04/15/2026 | Research, English

From bench to bedside

How basic research leads to medical progress

Before a new drug is available, it is subjected to a rigorous set of tests. This benefits us all because it means we can trust the safety and efficacy of new medicines. However, we could make the process faster and more efficient without compromising quality. Two researchers from the University of Cologne know how to turn good ideas into new solutions.

Anke Henrich

A healthy kidney is around ten centimetres long and weighs 100 grams. Cystic kidneys, as seen in polycystic kidney disease, can grow to over thirty centimetres and weigh more than 10 kilograms. If the overtaxed kidneys fail, it affects all the other organs in the human body. Many kidney patients, regardless of the cause of their kidney failure, end up aging prematurely and dying from cardiovascular diseases.

‘Cystic kidney disease is the most common genetic cause of loss of kidney function. In Germany alone, around 80,000 people suffer from this illness,’ says Professor Dr Roman-Ulrich Müller. Before recently relocating to Düsseldorf, Müller worked as professor of Translational Nephrology in Cologne until the end of 2025, and continues to serve as a principal investigator at the CECAD Cluster of Excellence for Aging Research. As spokesperson for the Centre for Rare and Hereditary Kidney Diseases, he not only researches the causes of the disease and its progression, but also conducts clinical trials at University Hospital Cologne to develop therapies for affected patients. His conclusion: ”Research into new drugs must be translated into therapies much faster than before.”

A science news video in which Roman-Ulrich Müller explains the benefits of a ketogenic diet for polycystic kidney disease

At the CECAD Cluster of Excellence, many of the research groups are not only concerned with finding the causes of aging. They also want to translate key findings from basic medical and biological research into clinical practice. CECAD has set up its own translational infrastructure for this purpose. Translational medicine is the transfer of the latest scientific findings from the laboratory to the patient: ‘from bench to bedside’, as the medical profession calls it.

The kidney specialist Roman-Ulrich Müller believes that pharmaceutical companies have a duty to provide greater support for university research.

Professor Dr Oliver Cornely is director of Translational Research at CECAD and scientific director of the Clinical Trials Centre at the University Hospital. The expert in fungal diseases not only supports other researchers there. His own trials also benefit from the interdisciplinary campus concept. “With our data, my team and I enabled the approval of the drug isavuconazole for mucormycosis, a rapidly progressing fungal infection for which no medication has ever been approved before,’ says Cornely.

His colleague Müller has good news for kidney patients: “The development of dietary interventions for kidney disease and age-related conditions has greatly benefited from the campus structures.
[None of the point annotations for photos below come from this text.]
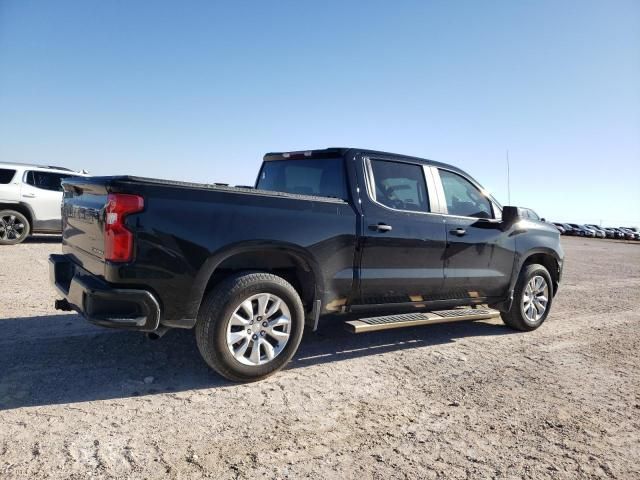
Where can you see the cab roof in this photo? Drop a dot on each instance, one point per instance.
(334, 152)
(17, 165)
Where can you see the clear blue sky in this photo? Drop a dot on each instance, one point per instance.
(200, 90)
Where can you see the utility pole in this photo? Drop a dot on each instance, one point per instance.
(508, 180)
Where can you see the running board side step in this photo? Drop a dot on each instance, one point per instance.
(423, 318)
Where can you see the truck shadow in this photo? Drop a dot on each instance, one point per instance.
(55, 359)
(43, 239)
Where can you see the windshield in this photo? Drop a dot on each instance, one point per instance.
(321, 177)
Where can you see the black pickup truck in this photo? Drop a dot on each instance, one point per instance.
(333, 231)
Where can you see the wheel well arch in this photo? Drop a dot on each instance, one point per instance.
(547, 260)
(21, 208)
(290, 265)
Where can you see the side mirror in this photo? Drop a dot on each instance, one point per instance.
(510, 215)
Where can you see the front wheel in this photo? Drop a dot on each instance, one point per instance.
(531, 300)
(250, 326)
(14, 227)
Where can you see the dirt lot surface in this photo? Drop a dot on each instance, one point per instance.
(460, 400)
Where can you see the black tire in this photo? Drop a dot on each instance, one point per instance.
(215, 314)
(9, 231)
(515, 317)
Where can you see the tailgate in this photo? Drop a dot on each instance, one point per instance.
(83, 221)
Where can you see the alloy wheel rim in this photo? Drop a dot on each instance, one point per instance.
(259, 329)
(11, 228)
(535, 298)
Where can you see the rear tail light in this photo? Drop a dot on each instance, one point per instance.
(118, 240)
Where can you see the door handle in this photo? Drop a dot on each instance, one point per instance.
(381, 227)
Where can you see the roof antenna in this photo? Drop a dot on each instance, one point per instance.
(508, 180)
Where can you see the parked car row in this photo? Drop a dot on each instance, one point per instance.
(30, 199)
(595, 231)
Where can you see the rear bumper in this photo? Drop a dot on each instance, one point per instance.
(100, 303)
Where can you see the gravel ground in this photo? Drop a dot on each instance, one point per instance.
(460, 400)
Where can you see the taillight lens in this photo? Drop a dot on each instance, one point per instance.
(118, 241)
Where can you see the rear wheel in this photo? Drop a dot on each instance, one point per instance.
(250, 326)
(531, 300)
(14, 227)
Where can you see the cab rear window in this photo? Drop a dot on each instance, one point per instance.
(319, 177)
(6, 176)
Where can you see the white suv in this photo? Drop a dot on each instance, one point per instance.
(30, 200)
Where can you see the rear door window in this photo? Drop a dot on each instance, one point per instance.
(319, 177)
(400, 186)
(46, 180)
(6, 176)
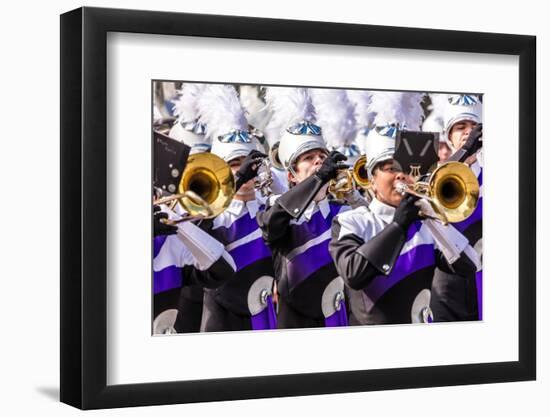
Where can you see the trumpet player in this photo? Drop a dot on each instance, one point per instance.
(296, 224)
(461, 299)
(385, 253)
(244, 301)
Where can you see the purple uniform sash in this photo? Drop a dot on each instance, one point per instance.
(339, 318)
(169, 277)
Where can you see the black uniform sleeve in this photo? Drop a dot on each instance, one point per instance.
(463, 266)
(274, 221)
(357, 261)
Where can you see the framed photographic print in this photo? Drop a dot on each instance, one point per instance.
(205, 210)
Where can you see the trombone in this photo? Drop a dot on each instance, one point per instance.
(348, 178)
(206, 188)
(452, 191)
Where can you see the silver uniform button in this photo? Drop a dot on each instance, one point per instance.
(427, 315)
(263, 296)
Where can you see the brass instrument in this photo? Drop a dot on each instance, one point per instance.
(205, 189)
(452, 190)
(348, 178)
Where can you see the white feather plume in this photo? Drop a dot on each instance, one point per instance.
(335, 115)
(220, 110)
(362, 99)
(256, 111)
(288, 106)
(185, 105)
(397, 108)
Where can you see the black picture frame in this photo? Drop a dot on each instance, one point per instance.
(84, 207)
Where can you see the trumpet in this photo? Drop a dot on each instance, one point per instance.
(206, 187)
(452, 191)
(348, 178)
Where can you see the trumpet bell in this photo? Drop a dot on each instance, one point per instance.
(360, 174)
(208, 185)
(454, 187)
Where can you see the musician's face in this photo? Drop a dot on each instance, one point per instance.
(459, 133)
(307, 164)
(444, 151)
(385, 177)
(246, 188)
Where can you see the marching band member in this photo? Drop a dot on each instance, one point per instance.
(455, 298)
(363, 115)
(245, 301)
(189, 130)
(385, 253)
(296, 225)
(178, 251)
(335, 114)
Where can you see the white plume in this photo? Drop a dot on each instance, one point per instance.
(435, 120)
(288, 106)
(185, 105)
(220, 110)
(335, 115)
(256, 111)
(397, 108)
(362, 99)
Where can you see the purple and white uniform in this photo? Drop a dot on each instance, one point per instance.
(175, 281)
(311, 294)
(245, 301)
(461, 299)
(401, 294)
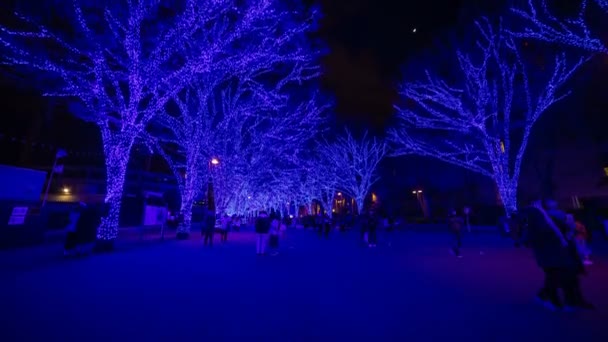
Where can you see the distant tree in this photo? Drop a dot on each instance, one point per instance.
(483, 121)
(125, 62)
(543, 25)
(356, 162)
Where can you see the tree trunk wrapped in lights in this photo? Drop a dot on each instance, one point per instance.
(356, 161)
(125, 62)
(484, 121)
(543, 25)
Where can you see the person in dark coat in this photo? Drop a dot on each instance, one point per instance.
(209, 227)
(455, 224)
(372, 228)
(571, 270)
(262, 228)
(86, 227)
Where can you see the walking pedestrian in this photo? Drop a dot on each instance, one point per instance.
(208, 228)
(455, 224)
(262, 227)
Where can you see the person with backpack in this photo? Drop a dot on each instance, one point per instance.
(455, 224)
(262, 228)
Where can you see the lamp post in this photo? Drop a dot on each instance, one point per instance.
(420, 197)
(210, 194)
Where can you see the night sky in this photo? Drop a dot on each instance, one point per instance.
(368, 43)
(369, 40)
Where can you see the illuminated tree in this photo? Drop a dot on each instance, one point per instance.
(482, 122)
(574, 32)
(124, 63)
(356, 162)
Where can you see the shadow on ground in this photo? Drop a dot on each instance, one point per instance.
(409, 288)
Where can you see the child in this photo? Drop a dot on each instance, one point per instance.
(580, 238)
(274, 236)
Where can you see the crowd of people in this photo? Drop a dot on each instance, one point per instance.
(557, 239)
(559, 245)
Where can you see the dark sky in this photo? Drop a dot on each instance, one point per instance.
(370, 39)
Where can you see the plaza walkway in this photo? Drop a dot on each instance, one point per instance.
(315, 290)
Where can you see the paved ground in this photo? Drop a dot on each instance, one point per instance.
(319, 290)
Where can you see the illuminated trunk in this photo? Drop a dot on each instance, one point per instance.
(190, 188)
(117, 148)
(507, 191)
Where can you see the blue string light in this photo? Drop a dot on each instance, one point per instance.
(542, 25)
(483, 122)
(355, 162)
(125, 75)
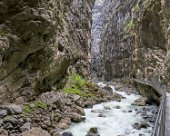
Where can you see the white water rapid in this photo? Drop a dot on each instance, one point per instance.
(116, 121)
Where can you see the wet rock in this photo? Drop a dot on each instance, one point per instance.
(35, 132)
(13, 109)
(117, 107)
(136, 126)
(88, 104)
(67, 134)
(144, 124)
(108, 90)
(142, 101)
(3, 132)
(76, 118)
(25, 127)
(63, 125)
(107, 108)
(97, 110)
(101, 115)
(10, 119)
(3, 113)
(80, 110)
(93, 132)
(75, 97)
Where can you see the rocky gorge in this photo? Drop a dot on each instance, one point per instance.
(54, 53)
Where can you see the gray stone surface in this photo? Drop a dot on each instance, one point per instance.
(167, 123)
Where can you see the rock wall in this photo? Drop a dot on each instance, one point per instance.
(116, 43)
(40, 42)
(135, 39)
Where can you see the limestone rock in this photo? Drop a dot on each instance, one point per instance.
(35, 132)
(142, 101)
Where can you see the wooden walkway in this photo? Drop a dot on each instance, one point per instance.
(167, 118)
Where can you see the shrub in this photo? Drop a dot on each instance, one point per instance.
(41, 104)
(77, 85)
(27, 109)
(136, 8)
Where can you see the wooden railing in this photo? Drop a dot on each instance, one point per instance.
(159, 128)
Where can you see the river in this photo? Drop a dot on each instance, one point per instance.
(116, 121)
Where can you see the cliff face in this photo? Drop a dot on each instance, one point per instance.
(116, 45)
(135, 39)
(40, 42)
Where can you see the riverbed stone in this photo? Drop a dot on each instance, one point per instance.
(13, 109)
(25, 127)
(67, 134)
(3, 113)
(142, 101)
(35, 132)
(93, 132)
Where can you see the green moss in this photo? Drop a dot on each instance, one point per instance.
(136, 8)
(41, 104)
(78, 85)
(27, 109)
(130, 25)
(77, 80)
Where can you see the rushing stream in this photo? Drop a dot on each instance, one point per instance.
(115, 121)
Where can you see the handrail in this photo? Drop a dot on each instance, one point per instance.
(159, 128)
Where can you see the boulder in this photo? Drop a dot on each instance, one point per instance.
(3, 113)
(67, 134)
(35, 132)
(25, 127)
(93, 132)
(142, 101)
(13, 109)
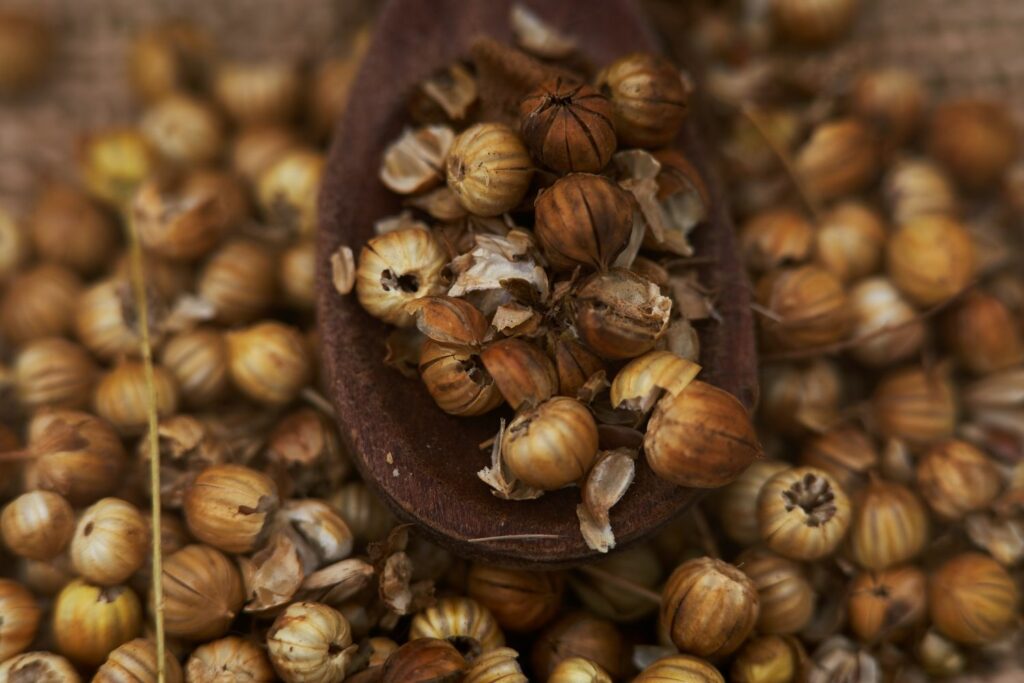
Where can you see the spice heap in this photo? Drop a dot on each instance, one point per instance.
(543, 262)
(882, 540)
(881, 224)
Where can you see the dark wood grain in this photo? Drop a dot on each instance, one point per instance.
(421, 461)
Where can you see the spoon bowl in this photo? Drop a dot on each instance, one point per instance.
(421, 461)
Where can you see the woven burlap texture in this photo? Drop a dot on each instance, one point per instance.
(958, 46)
(87, 86)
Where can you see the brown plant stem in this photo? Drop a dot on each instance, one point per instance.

We carried out the very first randomized controlled study on a nutritional intervention for cystic kidneys. The results are very promising and form the basis for the final clinical trial, which must now follow.” Such successes are achieved through the collaboration of experts from a wide range of disciplines, who still have to contend with the occasional setback.

Hope and reality

It all starts with basic research. Ideally, physicians, biologists, or chemists recognize a medical problem and develop a solution for it. Or an approach to combating a disease may emerge by chance whilst working on a completely different issue. In each case, researchers then test their potential under laboratory conditions, often on cells, tissue, or in animal models. After initial successes, study leaders plan the necessary Phase I to III trials on humans and recruit participants and doctors. Researchers then analyse the study results. Only after these steps is approval by a national or international supervisory authority possible. Then, many years after the start of clinical trials, the pharmaceutical industry can produce and sell the new drug.

Phase I to III trials – Three trial phases are required before a new drug or procedure can be approved by German, European, or international authorities. These phases are designed to establish the efficacy and safety of the substance or procedure. Phase I trials initially recruit healthy volunteers. If the drug progresses to Phase II, it is tested on a small group of patients. Finally, the Phase III trial involves a large group of patients. Following approval, which is granted after successful completion of Phase III, Phase IV trials often follow, designed to monitor therapeutic use in practice.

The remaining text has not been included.